The field of robotics, while taking over factories and a lot of other manual labor, is still experimental in many areas. In a branch of biorobotics, researchers are working on machines that imitate the movements of animals in order to both improve the way machines move and to understand the way animals do it. Although we may never need a robot jellyfish, the development of one is more than just a cool project.
1. Robot Octopus Tentacles
The octopus with its soft and flexible tentacles is a marvel of locomotion and manipulation. The Octopus Project hopes to mimic those qualities in a machine. They’ve not quite made a complete soft robot octopus yet, but they’ve got the tentacles figured out.
2. Robot Zebrafish Attracts Mates
Researchers at the Polytechnic Institute of New York University (NYU-Poly) using robot fish have shed light on how fish socialize. First, they built a fish that moves like a golden shiner fish. Despite the fact that it was just a shape and didn't even have color, live fish reacted to the robot's movements. Researchers found that the robot fish became a leader of a school of fish when its tail moved at a certain frequency. A later fish was designed to look like a fertile female zebrafish, except much larger than life size. Other zebrafish were attracted to the robot, both because of its appearance and its movement, but in the dark the real fish were a bit put off by the sound of the robot's motor.
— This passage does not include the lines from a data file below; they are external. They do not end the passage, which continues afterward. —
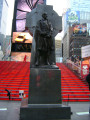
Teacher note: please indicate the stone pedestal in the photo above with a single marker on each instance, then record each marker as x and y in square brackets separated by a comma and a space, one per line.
[44, 100]
[45, 86]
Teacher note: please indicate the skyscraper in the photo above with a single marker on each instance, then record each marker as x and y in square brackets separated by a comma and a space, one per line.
[3, 16]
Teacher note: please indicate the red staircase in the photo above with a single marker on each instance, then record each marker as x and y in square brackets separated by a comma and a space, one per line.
[14, 76]
[73, 88]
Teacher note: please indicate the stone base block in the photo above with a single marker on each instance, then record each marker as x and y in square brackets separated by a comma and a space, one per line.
[45, 112]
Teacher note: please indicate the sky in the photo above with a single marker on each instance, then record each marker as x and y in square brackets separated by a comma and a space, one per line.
[58, 5]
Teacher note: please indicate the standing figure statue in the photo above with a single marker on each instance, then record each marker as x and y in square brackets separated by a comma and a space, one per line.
[44, 41]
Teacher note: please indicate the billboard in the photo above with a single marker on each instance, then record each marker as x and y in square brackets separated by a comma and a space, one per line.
[80, 29]
[85, 51]
[21, 37]
[21, 42]
[22, 7]
[72, 16]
3. Robo Jellyfish Swims and Floats
Robojelly, new from SyFy! That’s what it sounds like… but this is real. A team at Virginia Tech has developed a robot based on the movement of a jellyfish. They named the resulting mechanism Robojelly, and it should eventually be able to run completely on the power of seawater!
4. Robot Lamprey Wriggles Like an Eel
Lampetra is an acronym for "Life-like artifacts for motor-postural experiments and development of new control technologies inspired by rapid animal locomotion." In other words, a project to recreate the way animals move in robot form. They are studying both salamanders and eels. See the progress in a series of videos.
5. Robot Seagull Flies Like a Bird
The German company Festo is developing a robot bird, modeled on a seagull. The SmartBird flies by flapping its wings, steers, and lands on its own. See some animated concept videos of the bird in action.
6. Soft Robot Creeps Like a Worm
It may look like a simple piece of plastic, but this robot has the moves! In fact, that’s what it is for--to test out news ways for a robot to move. Developed by researchers at Harvard University, this soft robot was inspired by the movements of squid and worms.
7. Stickybot Climbs Like a Gecko
Stanford University's RiSE team built Stickybot, a climbing robot with feet designed like a gecko's peculiarly textured feet. The concept is dry adhesion, harnessing microscopic stalks on the surface of the feet. They are now working on Stickybot III, with several improvements over the earlier models.